Cette personne a poursuivi la société Sanofi Pasteur MSD pour la voir condamnée à la réparation du préjudice subi du fait de la vaccination.
La Cour d’appel de Lyon, par un arrêt du 22 novembre 2007 l’a déclarée responsable de l’apparition de la sclérose en plaques chez la demanderesse et condamnée à réparer le préjudice qui en résulte.
Sur le fondement de l’article 1386-4 du code civil qui dispose dans ses deux premiers alinéas : ” Un produit est défectueux au sens du présent titre lorsqu’il n’offre pas la sécurité à laquelle on peut légitimement s’attendre. Dans l’appréciation de la sécurité à laquelle on peut légitimement s’attendre, il doit être tenu compte de toutes les circonstances et notamment de la présentation du produit, de l’usage qui peut en être raisonnablement attendu et du moment de sa mise en circulation. “, la Cour de cassation a considéré que le vaccin concerné n’offrait pas la sécurité à laquelle on peut légitimement s’attendre.
La Cour a considéré qu’il fallaittenir compte, sans que la liste ne soit limitative, ” de la présentation du produit, de l’usage qui peut en être raisonnablement attendu, et du moment de sa mise en circulation “.
La notice du vaccin qui a été injecté à la demanderesse ne contenait pas, au nombre des effets secondaires indésirables, la possibilité d’être atteint par la sclérose en plaques.
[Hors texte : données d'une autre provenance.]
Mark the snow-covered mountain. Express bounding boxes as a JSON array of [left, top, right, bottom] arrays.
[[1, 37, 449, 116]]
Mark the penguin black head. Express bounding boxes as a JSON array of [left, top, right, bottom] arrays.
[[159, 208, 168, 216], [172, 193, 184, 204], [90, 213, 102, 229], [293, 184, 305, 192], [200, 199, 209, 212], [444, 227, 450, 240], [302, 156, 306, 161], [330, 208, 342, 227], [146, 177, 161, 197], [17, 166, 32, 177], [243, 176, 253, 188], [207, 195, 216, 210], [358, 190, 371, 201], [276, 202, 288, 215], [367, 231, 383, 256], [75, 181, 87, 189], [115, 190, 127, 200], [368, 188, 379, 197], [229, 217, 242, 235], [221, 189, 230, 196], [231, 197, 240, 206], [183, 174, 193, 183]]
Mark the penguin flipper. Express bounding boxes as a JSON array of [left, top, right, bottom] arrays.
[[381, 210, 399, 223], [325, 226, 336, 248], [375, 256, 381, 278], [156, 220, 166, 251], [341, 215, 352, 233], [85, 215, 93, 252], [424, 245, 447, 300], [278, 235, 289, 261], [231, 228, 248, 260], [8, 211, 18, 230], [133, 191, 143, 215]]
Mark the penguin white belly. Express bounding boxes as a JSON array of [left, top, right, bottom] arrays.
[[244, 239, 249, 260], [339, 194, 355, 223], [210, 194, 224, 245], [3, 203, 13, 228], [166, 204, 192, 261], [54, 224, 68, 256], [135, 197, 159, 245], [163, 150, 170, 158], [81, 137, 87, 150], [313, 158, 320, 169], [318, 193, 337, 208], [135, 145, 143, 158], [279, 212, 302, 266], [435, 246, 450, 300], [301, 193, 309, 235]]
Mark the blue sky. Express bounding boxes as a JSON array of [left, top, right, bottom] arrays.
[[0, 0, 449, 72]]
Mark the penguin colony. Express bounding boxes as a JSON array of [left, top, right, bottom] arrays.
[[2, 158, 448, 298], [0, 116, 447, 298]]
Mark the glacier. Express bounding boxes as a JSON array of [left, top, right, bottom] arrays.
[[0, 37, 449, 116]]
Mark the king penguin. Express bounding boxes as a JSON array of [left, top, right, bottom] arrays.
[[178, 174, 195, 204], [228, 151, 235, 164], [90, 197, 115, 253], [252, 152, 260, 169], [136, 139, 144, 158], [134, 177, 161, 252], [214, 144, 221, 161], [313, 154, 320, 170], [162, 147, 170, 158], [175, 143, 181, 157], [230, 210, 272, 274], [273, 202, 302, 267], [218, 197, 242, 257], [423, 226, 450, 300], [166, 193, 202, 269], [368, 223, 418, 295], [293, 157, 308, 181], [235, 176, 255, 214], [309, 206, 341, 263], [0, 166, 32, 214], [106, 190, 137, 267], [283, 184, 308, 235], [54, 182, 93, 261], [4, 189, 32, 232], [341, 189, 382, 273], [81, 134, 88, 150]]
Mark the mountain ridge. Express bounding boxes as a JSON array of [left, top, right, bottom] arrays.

Cette absence d’une telle indication, aujourd’hui présente sur la notice des vaccins contre l’hépatite B et sur le dictionnaire médical Vidal, fait de ce vaccin un produit défectueux.
La Cour de cassation a établi le lien entre la défectuosité du produit et le dommage subi par la victime sur la base de présomptions graves, précises et concordantes consistant en : l’absence de négation par les études scientifiques menées d’un lien possible entre la vaccination et la survenance de la sclérose en plaques ; les premières manifestations de la sclérose en plaques ont eu lieu mois de deux mois après la dernière injection du produit ; l’absence d’antécédents neurologiques et d’autre cause pouvant expliquer la survenance de la maladie. Dans l’appréciation du caractère grave, précis et concordant des présomption, la Cour de cassation a considéré que les juges du fonds avaient un pouvoir souverain.
Cette décision est un nouveau infléchissement dans la position des juges face à l’imputation de la survenance de la sclérose en plaques à la vaccination contre l’hépatite B.
La Cour a, depuis toujours refusé d’accepter de reconnaître un lien de causalité entre ces deux faits, tant qu’aucune étude scientifique n’a établi un risque certain. Le fabriquant ne pouvait donc voir sa responsabilité engagée en l’absence d’un consensus scientifique quant à l’imputabilité de la sclérose en plaques à cette vaccination (1e chambre civile, 23 septembre 2003).
Par la suite, la Cour a fini par considérer que, lorsque la vaccination a été imposée par l’employeur, cela pouvaitse voir appliquer la réglementation relative aux accidents du travail (2e chambre civile 14 septembre 2006).
Le pas franchi par la Cour risque néanmoins de ne pas la mener loin, car si elle a bien accepté de retenir la responsabilité de la société productrice du vaccin, c’est en raison de la défectuosité du produit, qui ne comprenait pas la sclérose en plaques au nombre des effects indésirables dans sa notice, ce qui ne devrait concerner qu’un nombre limité de personnes. C’est néanmoins dans le sillage de la politique indemnitaire.